• A New Business Entity May Give Charitable Ventures Access to More Financing Opportunities
  • November 20, 2008
  • Law Firm: Blank Rome LLP - Philadelphia Office
  • In this time of financial crisis, charitable ventures may want to consider utilizing a new business structure - a Low-Profit Limited Liability Company (an “L3C”) - to access additional financing opportunities. An L3C is a new type of limited liability company that is a for-profit entity formed to engage in socially beneficial activities.

    Advocates of L3Cs maintain that this new kind of business will accomplish two major goals: (1) giving private foundations an opportunity to have a modest return on an investment and the ability to recoup invested funds, and (2) giving companies with socially responsible goals access to new capital by expanding the list of possible investors to include private foundations, nonprofit organizations, for-profit corporations, governments, and inde­pendent investors.

    For example, a private foundation may be able to invest in an L3C via a special type of grant-making- program-related investments (PRIs). In the past, many private foundations have avoided PRIs, given the out-dated requirements in the Treasury Regulations and the need for IRS approval where the PRI deviates from those outdated models. Because L3Cs are specifically structured to meet federal requirements for a PRI, advocates hope that L3Cs will make it easier for private foundations to identify social-purpose businesses and invest in those businesses through PRIs. Additionally, advocates hope that the private foundations, given the PRI requirements, will assume the less commercially viable parts of the investments, so as to accommodate private investors who may demand higher returns and less risk.

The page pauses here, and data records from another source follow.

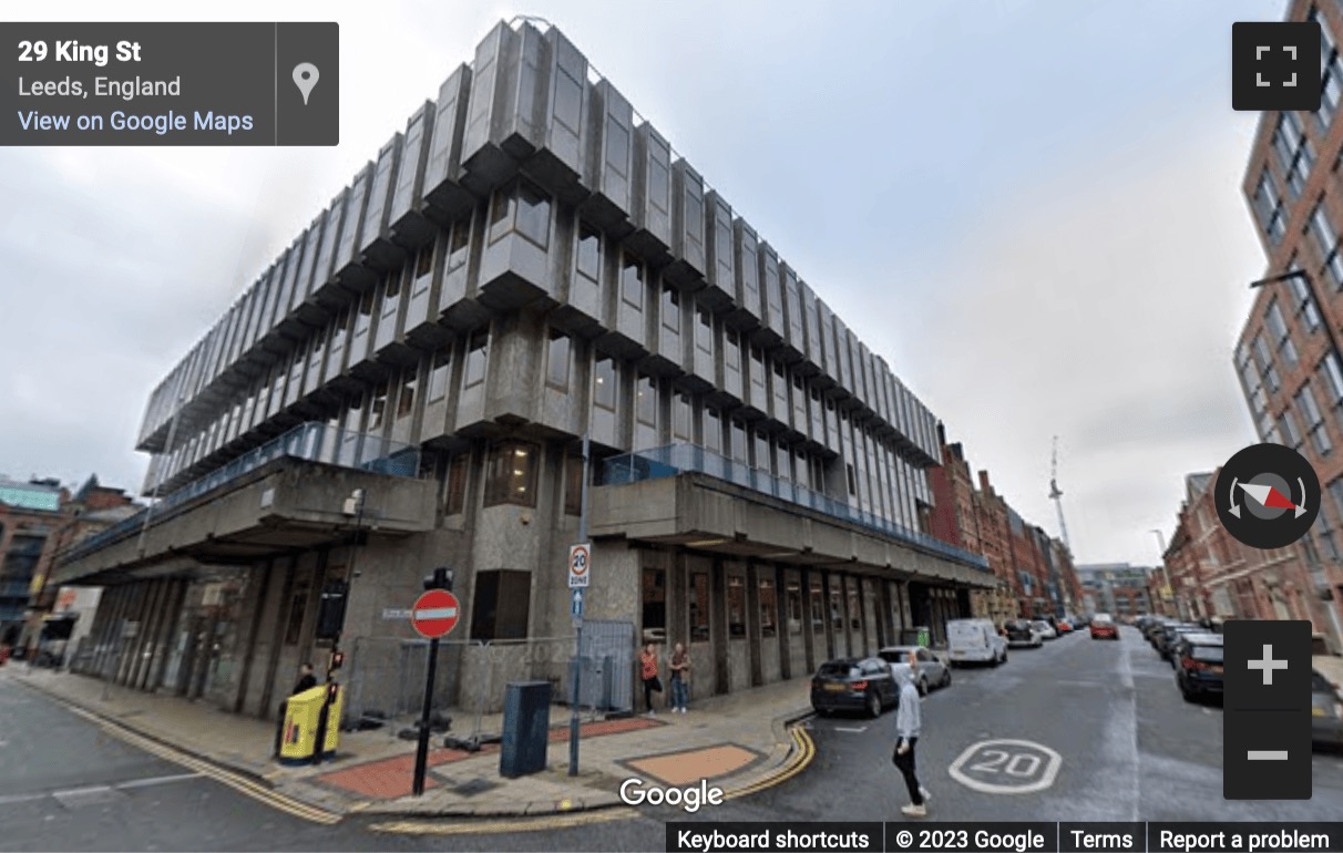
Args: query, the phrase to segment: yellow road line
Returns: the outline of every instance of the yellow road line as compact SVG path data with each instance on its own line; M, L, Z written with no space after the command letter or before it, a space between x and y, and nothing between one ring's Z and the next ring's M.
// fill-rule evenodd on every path
M508 821L486 821L469 823L446 823L430 821L393 821L388 823L373 823L369 829L380 833L399 833L414 836L481 836L492 833L530 833L551 829L569 829L573 826L587 826L590 823L608 823L611 821L627 821L638 817L635 809L602 809L600 811L579 811L539 818L517 818Z
M294 799L293 797L286 797L285 794L273 791L265 784L254 782L247 776L243 776L242 774L236 774L230 770L223 770L222 767L218 767L210 762L197 759L180 750L175 750L163 743L158 743L157 740L153 740L150 737L145 737L144 735L140 735L120 723L105 720L95 713L79 708L78 705L71 705L68 703L63 704L66 704L66 707L74 713L97 724L109 735L113 735L120 740L124 740L140 750L144 750L150 755L156 755L164 760L180 764L181 767L187 767L188 770L195 770L200 775L208 776L222 784L227 784L239 794L251 797L252 799L259 801L273 809L278 809L281 811L291 814L297 818L302 818L305 821L312 821L313 823L324 823L328 826L333 823L340 823L340 821L342 819L340 814L325 811L316 806L309 806L308 803Z

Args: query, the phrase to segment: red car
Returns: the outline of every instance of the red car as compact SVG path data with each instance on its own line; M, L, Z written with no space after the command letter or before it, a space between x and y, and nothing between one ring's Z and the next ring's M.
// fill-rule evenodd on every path
M1119 639L1119 626L1109 619L1092 619L1092 639Z

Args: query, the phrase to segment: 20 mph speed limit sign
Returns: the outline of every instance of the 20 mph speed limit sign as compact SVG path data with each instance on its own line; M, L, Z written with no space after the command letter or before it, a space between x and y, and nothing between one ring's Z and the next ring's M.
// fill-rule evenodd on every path
M592 576L592 545L569 545L569 588L586 587Z

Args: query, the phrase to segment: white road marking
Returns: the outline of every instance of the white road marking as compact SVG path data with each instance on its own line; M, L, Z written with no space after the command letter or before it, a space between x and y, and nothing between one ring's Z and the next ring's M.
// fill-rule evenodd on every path
M117 791L150 787L154 784L169 784L172 782L185 782L188 779L199 779L199 778L200 778L199 772L183 772L172 776L149 776L148 779L130 779L128 782L117 782L115 784L94 784L90 787L66 789L63 791L44 791L42 794L9 794L7 797L0 797L0 806L7 806L9 803L32 802L35 799L46 799L48 797L54 797L56 799L78 801L81 798L87 798L91 795L106 795L106 794L114 794Z
M1019 784L995 784L992 782L983 782L967 775L962 767L971 758L980 754L983 754L987 760L982 760L971 766L970 770L992 774L1005 772L1007 776L1022 779L1023 782ZM1041 760L1041 756L1044 756L1045 760ZM1062 763L1064 758L1058 755L1058 752L1054 752L1045 744L1035 743L1033 740L980 740L979 743L972 743L966 747L966 751L951 763L947 772L956 782L984 794L1031 794L1052 786L1054 779L1058 776L1058 768ZM1041 764L1044 764L1044 770L1039 772L1038 778L1035 778Z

    On April 30, 2008, Vermont became the first state to enact legislation to authorize L3Cs. North Carolina has introduced such legislation; and Georgia, Montana, Oregon, and Michigan are considering such legislation. Even though several states have expressed interest in L3Cs, it remains to be seen whether the IRS will consider a private foundation’s investment in these new entities to be a PRI. Future action by the IRS, such as formal recognition of L3Cs as compliant with the PRI regulations or the issuance of specific procedures for private foundations to follow when investing in L3Cs, may be necessary to make them attractive alternatives for private foundations.